San Francisco 49ers quarterback Colin Kaepernick is refusing to stand for the national anthem before games because he believes the U.S. oppresses African-Americans and other minorities.

Kaepernick sat on the team's bench Friday night during the anthem before the Niners played host to the Green Bay Packers in an exhibition game. He later explained his reasoning in an interview with NFL Media.

"I am not going to stand up to show pride in a flag for a country that oppresses black people and people of color," said Kaepernick. "To me, this is bigger than football and it would be selfish on my part to look the other way. There are bodies in the street and people getting paid leave and getting away with murder."

The 49ers issued a statement after Pro Football Talk initially reported on Kaepernick's stand, saying that Americans have the right to protest or support the anthem.

"The national anthem is and always will be a special part of the pregame ceremony," the team stated. "It is an opportunity to honor our country and reflect on the great liberties we are afforded as its citizens. In respecting such American principles as freedom of religion and freedom of expression, we recognize the right of an individual to choose to participate, or not, in our celebration of the national anthem."

The NFL also said in a statement: "Players are encouraged but not required to stand during the playing of the National Anthem."

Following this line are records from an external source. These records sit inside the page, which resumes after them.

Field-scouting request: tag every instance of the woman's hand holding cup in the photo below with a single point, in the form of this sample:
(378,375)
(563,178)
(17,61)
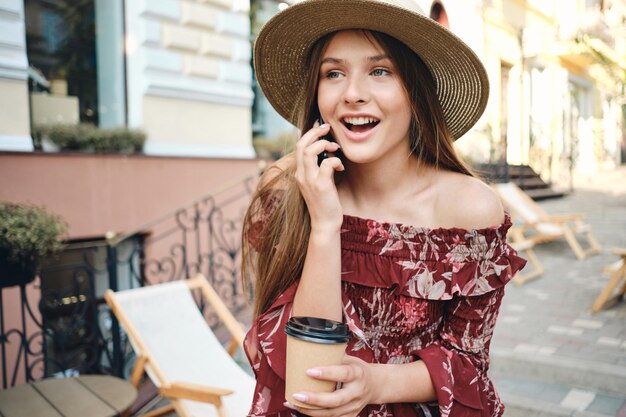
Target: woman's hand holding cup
(354,377)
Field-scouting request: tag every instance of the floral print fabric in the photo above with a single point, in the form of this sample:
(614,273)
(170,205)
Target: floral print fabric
(408,294)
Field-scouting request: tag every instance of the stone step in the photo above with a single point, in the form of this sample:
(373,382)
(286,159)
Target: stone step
(587,374)
(530,398)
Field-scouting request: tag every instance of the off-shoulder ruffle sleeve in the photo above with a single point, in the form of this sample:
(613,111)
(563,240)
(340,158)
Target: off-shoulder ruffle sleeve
(458,361)
(412,294)
(435,264)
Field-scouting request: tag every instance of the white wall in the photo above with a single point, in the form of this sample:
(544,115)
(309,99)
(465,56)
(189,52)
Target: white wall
(14,113)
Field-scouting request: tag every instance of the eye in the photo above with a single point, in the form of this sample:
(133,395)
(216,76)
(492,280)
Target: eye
(332,74)
(379,72)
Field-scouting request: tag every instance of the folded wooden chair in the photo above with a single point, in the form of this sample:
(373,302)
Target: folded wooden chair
(526,247)
(178,350)
(538,226)
(618,274)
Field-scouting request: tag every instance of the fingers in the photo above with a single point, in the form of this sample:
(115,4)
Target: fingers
(310,146)
(345,410)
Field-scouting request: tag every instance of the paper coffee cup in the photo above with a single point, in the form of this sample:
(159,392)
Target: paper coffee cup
(312,342)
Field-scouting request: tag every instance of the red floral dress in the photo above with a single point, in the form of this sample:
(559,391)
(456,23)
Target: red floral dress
(408,293)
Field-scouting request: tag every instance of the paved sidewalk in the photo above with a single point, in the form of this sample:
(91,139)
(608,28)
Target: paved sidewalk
(550,355)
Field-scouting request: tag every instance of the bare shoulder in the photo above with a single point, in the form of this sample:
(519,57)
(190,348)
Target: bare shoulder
(468,202)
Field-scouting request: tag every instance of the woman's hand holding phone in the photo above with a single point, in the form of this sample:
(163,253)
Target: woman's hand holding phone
(316,182)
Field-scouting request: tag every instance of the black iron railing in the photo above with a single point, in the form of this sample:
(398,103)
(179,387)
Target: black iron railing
(64,327)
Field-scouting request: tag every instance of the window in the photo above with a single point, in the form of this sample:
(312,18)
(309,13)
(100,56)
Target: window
(76,61)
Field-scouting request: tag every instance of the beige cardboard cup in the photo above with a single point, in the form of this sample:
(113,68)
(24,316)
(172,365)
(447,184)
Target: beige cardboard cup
(312,342)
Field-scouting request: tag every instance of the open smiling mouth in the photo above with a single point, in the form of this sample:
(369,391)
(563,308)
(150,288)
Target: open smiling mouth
(360,124)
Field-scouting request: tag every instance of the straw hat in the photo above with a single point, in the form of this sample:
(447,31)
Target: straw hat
(281,50)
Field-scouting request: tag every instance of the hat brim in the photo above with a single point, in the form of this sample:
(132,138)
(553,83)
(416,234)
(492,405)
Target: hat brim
(281,50)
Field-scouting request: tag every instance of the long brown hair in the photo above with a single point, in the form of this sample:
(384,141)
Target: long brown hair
(277,224)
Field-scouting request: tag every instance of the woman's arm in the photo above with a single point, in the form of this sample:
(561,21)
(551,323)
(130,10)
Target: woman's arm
(319,290)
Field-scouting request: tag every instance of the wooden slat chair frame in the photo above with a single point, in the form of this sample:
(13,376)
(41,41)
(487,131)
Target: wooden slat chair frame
(540,227)
(618,274)
(176,391)
(526,247)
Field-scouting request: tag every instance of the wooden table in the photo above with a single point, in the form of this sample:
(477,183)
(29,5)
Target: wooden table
(84,396)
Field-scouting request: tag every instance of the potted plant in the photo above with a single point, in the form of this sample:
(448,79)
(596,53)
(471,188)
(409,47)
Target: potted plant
(27,235)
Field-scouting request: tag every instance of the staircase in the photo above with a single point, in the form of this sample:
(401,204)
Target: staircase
(522,175)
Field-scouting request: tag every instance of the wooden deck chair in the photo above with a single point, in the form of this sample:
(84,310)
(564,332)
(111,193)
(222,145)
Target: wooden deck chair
(526,247)
(618,274)
(178,350)
(539,227)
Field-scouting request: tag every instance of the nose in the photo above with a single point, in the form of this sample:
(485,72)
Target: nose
(356,90)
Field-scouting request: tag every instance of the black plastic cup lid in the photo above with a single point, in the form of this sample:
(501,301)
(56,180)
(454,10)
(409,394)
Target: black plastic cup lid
(316,330)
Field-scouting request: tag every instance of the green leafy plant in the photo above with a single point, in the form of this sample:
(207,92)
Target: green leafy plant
(87,137)
(28,234)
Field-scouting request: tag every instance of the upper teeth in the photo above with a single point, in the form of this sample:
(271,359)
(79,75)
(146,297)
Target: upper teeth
(359,120)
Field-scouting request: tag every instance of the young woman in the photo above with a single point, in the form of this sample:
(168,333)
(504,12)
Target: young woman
(391,233)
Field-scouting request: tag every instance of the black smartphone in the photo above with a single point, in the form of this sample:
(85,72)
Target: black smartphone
(325,154)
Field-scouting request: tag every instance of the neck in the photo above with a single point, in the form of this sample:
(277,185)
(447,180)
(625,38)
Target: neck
(379,185)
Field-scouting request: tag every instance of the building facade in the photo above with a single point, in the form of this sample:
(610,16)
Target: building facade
(557,73)
(178,69)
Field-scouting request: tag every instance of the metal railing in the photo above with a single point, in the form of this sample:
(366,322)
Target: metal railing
(70,330)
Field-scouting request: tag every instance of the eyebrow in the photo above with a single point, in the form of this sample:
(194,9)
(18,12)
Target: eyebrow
(375,58)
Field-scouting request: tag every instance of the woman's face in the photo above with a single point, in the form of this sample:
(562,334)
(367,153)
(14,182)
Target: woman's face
(362,97)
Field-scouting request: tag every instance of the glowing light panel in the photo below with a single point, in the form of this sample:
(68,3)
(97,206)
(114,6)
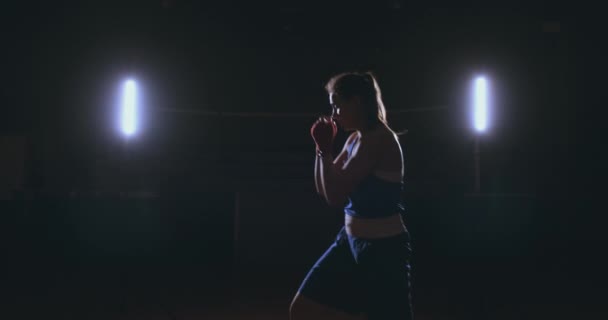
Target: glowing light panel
(129,108)
(480,112)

Kaepernick, who is biracial, was adopted and raised by white parents. He has been outspoken on his Twitter account on civil rights issues and in support of the Black Lives Matter movement.

The quarterback said he is not worried about any potential fallout from his protest.

"This is not something that I am going to run by anybody," he told NFL Media. "I am not looking for approval. I have to stand up for people that are oppressed. ... If they take football away, my endorsements from me, I know that I stood up for what is right."

Kaepernick's agent did not immediately return a request for comment.

Many athletes took to social media on Saturday to debate both sides of the issue, both praising his use of freedom of speech and criticizing the manner in which he is doing so.